The EU spoke after Israeli prime minister Benjamin Netanyahu gave the green light to almost 3,100 new housing units for Jewish settlers in East Jerusalem and the West Bank, which Israel won by conquest in 1967.
Over half a million settlers now live on Palestinian land, which is being sliced into isolated chunks as the Jewish towns and outposts spread.
Netanyahu’s announcement briefly deflected Israeli media attention from a corruption scandal that could see him pushed out of office.
It was also designed to please far-right elements in his Likud party and in the Jewish Home party in the ruling coalition, which wants to "annex" vast swathes of Palestinian land.
The 3,100 new homes, described by the Palestinian Authority as a “provocation”, were also greeted as a “disappointment” by the Yesha Council, a settler group, which had wanted a higher number.
Trump pro-Israel
The new wave of expansion comes after the election of Donald Trump in the US, a pro-Israeli hawk, who has said he might move the US embassy from Tel Aviv, Israel’s UN-recognised capital, to Jerusalem, which is claimed by both Israel and Palestine, and which the EU and UN say ought to be shared.

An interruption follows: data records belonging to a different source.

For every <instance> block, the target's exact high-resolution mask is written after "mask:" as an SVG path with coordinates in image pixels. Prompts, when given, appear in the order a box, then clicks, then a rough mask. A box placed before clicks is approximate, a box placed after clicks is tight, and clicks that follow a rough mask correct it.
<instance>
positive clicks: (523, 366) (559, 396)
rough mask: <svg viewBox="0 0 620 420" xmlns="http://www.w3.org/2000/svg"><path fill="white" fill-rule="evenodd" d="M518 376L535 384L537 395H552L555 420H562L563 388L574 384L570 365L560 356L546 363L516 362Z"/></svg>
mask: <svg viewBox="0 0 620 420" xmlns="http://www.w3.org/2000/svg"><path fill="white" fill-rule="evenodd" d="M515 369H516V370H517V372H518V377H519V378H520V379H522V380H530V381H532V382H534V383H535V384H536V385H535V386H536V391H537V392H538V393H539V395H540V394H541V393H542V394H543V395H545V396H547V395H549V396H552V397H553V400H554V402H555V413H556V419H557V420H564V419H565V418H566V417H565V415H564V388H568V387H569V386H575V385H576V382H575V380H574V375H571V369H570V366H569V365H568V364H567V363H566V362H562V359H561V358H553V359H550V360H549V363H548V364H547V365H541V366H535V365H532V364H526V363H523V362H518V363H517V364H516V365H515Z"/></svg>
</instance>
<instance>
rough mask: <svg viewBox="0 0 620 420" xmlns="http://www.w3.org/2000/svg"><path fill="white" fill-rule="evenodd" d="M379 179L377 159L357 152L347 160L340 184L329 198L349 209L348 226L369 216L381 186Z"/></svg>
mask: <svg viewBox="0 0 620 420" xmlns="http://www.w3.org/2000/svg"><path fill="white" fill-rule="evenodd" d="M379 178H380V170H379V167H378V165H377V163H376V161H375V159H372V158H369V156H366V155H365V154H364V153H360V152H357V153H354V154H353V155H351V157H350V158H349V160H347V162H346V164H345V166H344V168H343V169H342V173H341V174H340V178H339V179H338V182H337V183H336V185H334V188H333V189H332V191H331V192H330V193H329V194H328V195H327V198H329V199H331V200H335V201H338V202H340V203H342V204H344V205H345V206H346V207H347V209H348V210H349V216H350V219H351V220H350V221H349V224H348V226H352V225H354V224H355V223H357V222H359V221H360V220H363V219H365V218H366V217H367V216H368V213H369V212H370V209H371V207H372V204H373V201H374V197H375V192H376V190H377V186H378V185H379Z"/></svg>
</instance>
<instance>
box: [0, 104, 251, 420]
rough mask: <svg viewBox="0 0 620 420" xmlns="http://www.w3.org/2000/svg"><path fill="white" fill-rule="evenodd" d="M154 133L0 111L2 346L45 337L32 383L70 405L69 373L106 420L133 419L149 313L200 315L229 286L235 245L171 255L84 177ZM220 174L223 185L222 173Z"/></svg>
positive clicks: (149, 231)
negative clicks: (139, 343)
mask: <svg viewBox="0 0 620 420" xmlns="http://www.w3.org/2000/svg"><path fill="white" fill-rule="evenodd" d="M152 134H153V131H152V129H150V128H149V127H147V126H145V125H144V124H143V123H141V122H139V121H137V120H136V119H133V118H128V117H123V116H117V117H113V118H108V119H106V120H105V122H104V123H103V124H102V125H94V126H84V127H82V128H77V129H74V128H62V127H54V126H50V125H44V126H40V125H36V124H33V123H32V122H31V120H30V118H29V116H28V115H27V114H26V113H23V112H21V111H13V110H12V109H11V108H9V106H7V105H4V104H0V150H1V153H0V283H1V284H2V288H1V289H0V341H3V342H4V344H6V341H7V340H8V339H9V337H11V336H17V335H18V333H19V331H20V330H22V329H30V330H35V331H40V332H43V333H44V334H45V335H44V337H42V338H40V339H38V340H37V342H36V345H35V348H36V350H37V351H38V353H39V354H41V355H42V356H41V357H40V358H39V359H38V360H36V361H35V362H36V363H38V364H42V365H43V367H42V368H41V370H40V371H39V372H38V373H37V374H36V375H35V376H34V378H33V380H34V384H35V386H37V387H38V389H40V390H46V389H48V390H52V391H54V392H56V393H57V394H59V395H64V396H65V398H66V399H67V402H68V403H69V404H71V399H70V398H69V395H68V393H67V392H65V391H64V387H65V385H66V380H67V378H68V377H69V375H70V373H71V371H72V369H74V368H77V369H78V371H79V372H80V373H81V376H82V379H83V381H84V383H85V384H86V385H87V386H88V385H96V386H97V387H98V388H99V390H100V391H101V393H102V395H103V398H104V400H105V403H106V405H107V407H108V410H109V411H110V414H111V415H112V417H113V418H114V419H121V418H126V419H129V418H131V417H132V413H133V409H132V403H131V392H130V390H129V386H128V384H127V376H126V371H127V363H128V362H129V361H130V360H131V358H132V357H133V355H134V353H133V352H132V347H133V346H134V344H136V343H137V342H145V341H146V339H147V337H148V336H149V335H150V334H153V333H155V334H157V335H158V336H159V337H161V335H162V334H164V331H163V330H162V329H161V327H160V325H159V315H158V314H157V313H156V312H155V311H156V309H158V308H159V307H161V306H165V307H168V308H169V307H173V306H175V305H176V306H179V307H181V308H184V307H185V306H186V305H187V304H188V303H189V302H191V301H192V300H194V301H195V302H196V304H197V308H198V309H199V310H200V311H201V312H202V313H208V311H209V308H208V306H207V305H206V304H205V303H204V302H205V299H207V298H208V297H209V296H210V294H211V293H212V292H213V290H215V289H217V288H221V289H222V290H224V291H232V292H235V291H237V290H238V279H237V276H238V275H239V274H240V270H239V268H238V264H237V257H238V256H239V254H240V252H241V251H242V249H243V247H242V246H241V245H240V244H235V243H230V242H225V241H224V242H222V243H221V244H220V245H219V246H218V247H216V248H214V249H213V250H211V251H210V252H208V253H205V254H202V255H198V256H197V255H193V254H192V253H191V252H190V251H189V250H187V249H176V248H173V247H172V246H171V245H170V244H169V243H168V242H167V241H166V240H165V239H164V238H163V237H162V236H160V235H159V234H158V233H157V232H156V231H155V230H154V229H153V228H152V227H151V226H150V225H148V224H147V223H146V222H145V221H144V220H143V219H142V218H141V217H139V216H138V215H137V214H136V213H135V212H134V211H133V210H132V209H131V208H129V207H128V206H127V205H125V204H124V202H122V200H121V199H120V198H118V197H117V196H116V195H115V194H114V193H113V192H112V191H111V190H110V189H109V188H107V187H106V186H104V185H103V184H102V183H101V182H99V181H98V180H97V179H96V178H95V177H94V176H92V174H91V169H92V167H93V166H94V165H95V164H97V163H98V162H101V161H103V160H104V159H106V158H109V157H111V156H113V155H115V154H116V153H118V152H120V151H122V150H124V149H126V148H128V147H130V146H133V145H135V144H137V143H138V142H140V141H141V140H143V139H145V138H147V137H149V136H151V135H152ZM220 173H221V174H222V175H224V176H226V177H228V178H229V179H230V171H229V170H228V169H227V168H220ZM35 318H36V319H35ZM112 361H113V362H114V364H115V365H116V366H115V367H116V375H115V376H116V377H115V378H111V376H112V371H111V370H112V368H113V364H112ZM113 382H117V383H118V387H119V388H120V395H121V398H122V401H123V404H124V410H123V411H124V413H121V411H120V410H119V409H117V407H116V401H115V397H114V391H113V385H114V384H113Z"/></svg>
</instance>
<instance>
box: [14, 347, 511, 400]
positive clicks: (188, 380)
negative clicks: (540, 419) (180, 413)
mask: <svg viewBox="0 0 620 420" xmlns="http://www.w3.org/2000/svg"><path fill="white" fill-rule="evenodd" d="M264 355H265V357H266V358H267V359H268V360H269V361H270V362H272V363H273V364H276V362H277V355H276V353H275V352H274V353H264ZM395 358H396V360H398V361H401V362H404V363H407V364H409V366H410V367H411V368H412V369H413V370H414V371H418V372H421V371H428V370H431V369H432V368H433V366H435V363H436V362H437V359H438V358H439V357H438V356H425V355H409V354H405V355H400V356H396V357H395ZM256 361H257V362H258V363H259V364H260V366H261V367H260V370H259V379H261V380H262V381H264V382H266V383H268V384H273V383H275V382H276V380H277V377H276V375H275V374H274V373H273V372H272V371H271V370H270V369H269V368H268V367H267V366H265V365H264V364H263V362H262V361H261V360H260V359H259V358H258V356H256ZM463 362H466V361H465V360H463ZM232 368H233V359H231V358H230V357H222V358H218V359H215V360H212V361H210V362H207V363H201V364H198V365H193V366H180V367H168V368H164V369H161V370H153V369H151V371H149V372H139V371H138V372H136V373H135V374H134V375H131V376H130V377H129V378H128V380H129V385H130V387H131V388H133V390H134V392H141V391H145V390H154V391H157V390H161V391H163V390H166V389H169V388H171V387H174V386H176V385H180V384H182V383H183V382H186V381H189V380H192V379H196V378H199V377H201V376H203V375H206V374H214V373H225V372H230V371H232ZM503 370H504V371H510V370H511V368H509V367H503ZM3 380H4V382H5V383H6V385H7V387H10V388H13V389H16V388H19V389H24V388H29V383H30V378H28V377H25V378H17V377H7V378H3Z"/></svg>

Netanyahu will meet Trump in Washington in early February if the Israeli leader survives the corruption affair.
But if the US, Israel’s main financial and security sponsor, gives it a free hand to keep snatching Palestinian land, then EU statements, like the one on Tuesday, will be seen by Israel as little more than “mumbling and grumbling”, a European diplomatic source told EUobserver.
The EU last year published new retail label guidelines designed to stigmatise settler products in European shops.
But EU foreign relations chief Federica Mogherini is not working on any further measures and has quashed calls by EU states’ ambassadors in Palestine to take a tougher line, diplomatic sources said.
Aalon Ben Meir, a scholar of Middle East affairs at New York University, told EUobserver that if Trump went ahead with the Jerusalem embassy idea, then the “EU should raise its voice loud and clear, as this will potentially create major turmoil throughout the Middle East [and] kill whatever is left of the Israeli-Palestinian peace process”.
He advised the EU to hold off on any potential “sanctions” on Israel until Trump clarified his intentions.
He added that the EU’s voice still “resonated to some extent” in Israel and that if it went further on settlement expansion, then Europe must “put Israel on notice that these activities … can potentially create a new wave of violence” in the region.